Bölüm 33

2.4K 251 158
                                    

Fatma Gül 🌹

"Ve sevgi ölüm kadar ağırdır.."

Elimdeki küçük vazoyu döndürüp inceledim. Beyaz olan vazonun üstünde kuyruğu en alttan başlayarak vazoya dolanmış siyah yılan deseni vardı.

Baya pahalı bir eşyaya benziyordu kırmamak gerekti sonuçta pahalı! Elim gevşer iken vazo küt diye düştü kırılma sesi odada yankılandı. Parçalar etrafa bir bir saçılmıştı.

Tüh güzelim pahalı vazo yanlışıkla düştü!

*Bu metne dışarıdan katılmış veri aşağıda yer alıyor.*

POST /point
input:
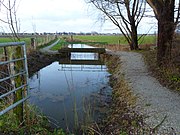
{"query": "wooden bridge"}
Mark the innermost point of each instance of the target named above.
(81, 62)
(83, 50)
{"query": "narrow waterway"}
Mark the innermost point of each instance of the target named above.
(72, 92)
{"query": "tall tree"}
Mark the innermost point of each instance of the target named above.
(165, 14)
(125, 14)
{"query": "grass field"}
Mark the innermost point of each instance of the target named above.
(101, 40)
(114, 40)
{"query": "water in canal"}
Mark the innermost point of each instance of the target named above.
(73, 92)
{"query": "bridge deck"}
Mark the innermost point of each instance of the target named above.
(90, 50)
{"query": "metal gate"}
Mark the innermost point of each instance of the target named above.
(7, 90)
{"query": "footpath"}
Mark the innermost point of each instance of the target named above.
(159, 104)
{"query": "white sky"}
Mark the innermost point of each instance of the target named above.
(64, 15)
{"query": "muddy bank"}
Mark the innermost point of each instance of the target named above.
(37, 60)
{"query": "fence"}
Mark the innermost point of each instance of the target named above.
(13, 76)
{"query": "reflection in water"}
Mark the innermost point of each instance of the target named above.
(69, 93)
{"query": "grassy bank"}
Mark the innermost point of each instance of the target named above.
(168, 75)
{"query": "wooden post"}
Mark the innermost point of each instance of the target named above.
(18, 82)
(33, 43)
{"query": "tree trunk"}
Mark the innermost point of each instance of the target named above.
(165, 33)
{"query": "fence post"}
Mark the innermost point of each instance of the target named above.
(33, 43)
(19, 82)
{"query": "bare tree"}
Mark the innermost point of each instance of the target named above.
(125, 14)
(10, 7)
(167, 13)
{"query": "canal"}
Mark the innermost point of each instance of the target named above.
(72, 92)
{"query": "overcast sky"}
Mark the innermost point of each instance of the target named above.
(64, 15)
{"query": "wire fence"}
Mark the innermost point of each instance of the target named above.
(12, 68)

Dudak bükük etrafa göz gezdirdim. Dolapta olan kıyafetleri etrafa atmıştım. Çekmecelerdeki eşyaları bir bir üşenmedim yere düşürmüştüm.

Kalan vazoyu da kırdığımda etrafta dağıtacak bir şey bulamamıştım.
Odanın camları bile kilitliydi.

Gerçi bu gökdelen gibi olan binada bağırsam bile sesmin aşağıya gideceğinden bile şüpheliydim. Gördüğüm kadarı ile Baya yüksek bir yerdeydik.

Yapacak başka bir şey yokken kendimi yatağa fırlattım. Evet tam olarak bunu yapmıştım. Yatağa sırt üstü uzanıp duvarı izlemeye koyuldum.

Saatler geçmesine rağmen hala gelmemişti artık gelip beni bu lanet yerden çıkarması gerekiyordu. .

Burası da mı onunla yaşadığı evdi?

Beni buralara getirmekte zevk mi alıyordu. Onu gördükçe ikimiz de acı çekicektik bunu anlamıyor muydu?

Onu düşünmek istemiyordum. Onu düşündükçe kalbimdeki sızı büyüyordu.

Daha fazla dayanamayıp içimden gelen şarkıyı söylemeye karar verdim.
Sanki tek çıkış noktam buydu. Şarkı söyledikçe rahatlıyordum iyi geliyordu her zaman. Bu sefer de iyi gelir miydi?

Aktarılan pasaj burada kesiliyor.